FIFA
mercredi 18 août 2021, 14:00

Perera, fidèle au poste

  • Nick Perera est un grand joueur de beach soccer

  • L'attaquant de 35 ans assure le capitanat des Stars and Stripes

  • Il parle à FIFA.com des relations avec la jeune génération

Entre les tests Covid, les réunions de travail, les repas collectifs et les séances d'entraînement à Moscou en vue de la Coupe du Monde de Beach Soccer de la FIFA™, l'équipe américaine s'est adonnée au jeu "Mafia", dans lequel chaque participant se voit attribuer un rôle au sein d'une minorité informée (les mafiosi) ou d'une majorité non informée (les villageois).

Cette activité crée un espace naturel qui permet à tous les joueurs de se détendre et aux plus réservés de sortir de leur coquille. L'aspect social du sport a pris une importance croissante dans un monde qui encourage la distanciation.

"La situation actuelle complique la préparation", confirme le capitaine des États-Unis, Nick Perera, au micro de FIFA.com. "Tout a changé. Il est difficile d'entretenir une ambiance de camaraderie. La dynamique d'une équipe a toujours été liée à la convivialité dans le vestiaire et entre compagnons de chambrée. Aujourd'hui, nous sommes soumis à de nombreuses règles, dont le port du masque et un hébergement en chambre individuelle pour éviter tout risque de contamination. C'est un défi que nous avons tous dû relever."

Unis par la passion

Les Stars and Stripes s'apprêtent à entrer en lice dans la Coupe du Monde de Beach Soccer, qui les mettra aux prises avec les hôtes russes, le Japon et le Paraguay pour le compte de la Poule A.

"Nous avons un très bon groupe", assure Perera. "On ne gagne pas beaucoup d'argent dans le beach soccer. Nous n'y jouons pas pour devenir millionnaires, mais par amour pour ce sport, pour sa culture et pour l'équipe. Nous savons à quoi nous nous sommes engagés et nous sommes soudés. Mais nous passons par des moments pénibles. Nous sommes tiraillés dans tous les sens par un tas de choses différentes et il est très difficile de se concentrer."

Pour rester mentalement fort et affûté, Perera parle régulièrement à sa femme et à ses deux enfants sur FaceTime. Il a aussi la chance que son meilleur ami, le gardien Chris Toth, fasse partie de l'équipe.

"C'est agréable d'avoir à ses côtés quelqu'un en qui vous pouvez avoir confiance, quelqu'un qui vous dira en toute franchise et impartialité si quelque chose ne va pas.
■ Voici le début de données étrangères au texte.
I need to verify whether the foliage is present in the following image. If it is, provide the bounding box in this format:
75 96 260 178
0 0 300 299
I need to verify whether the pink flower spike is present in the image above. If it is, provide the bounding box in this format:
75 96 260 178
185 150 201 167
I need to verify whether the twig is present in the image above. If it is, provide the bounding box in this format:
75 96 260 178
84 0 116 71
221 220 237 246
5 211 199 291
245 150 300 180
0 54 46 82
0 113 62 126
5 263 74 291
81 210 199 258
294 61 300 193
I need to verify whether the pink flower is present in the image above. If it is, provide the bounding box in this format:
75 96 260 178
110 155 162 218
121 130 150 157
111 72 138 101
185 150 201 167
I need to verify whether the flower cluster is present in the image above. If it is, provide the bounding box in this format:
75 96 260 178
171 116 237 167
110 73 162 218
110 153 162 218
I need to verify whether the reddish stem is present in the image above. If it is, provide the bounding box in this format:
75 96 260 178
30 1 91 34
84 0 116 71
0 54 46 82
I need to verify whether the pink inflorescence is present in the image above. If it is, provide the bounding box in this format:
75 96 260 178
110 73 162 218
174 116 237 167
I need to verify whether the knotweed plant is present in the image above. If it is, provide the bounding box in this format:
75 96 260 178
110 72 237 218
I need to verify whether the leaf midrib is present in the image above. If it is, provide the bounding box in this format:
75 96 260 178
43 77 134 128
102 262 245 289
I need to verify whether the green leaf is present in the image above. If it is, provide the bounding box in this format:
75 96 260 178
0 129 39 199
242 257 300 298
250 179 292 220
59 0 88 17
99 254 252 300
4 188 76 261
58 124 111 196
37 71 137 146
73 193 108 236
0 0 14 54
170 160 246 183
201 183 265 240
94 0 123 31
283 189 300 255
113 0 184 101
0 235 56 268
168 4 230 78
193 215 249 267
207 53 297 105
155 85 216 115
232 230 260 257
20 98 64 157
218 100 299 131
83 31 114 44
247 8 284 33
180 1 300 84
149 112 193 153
Il arrive qu'on ait besoin d'être remis sur les rails quand on est dans l'erreur," souligne-t-il.

Alessandro Canale, Chris Toth and Nick Perera poses during the United States of America team presentation prior to the FIFA Beach Soccer World Cup

Perera a joué un rôle clé dans la transformation en profondeur du beach soccer. À ses débuts, la discipline était avant tout un sport de spectacle. "On entrait sur le terrain, on dégainait quelques ciseaux retournés, tout le monde applaudissait et ça s'arrêtait là", se souvient-il. "Mais aujourd'hui, c'est un sport extrêmement professionnel, tactiquement mature et bourré de subtilités stratégiques."

L'effectif américain se compose de 14 joueurs et d'un entraîneur assisté de deux adjoints. Selon Perera, l'équipe n'avait jamais été constituée jusqu'ici d'un mélange à part quasi égale de joueurs expérimentés et novices. Tous sont animés d'une même soif de vaincre.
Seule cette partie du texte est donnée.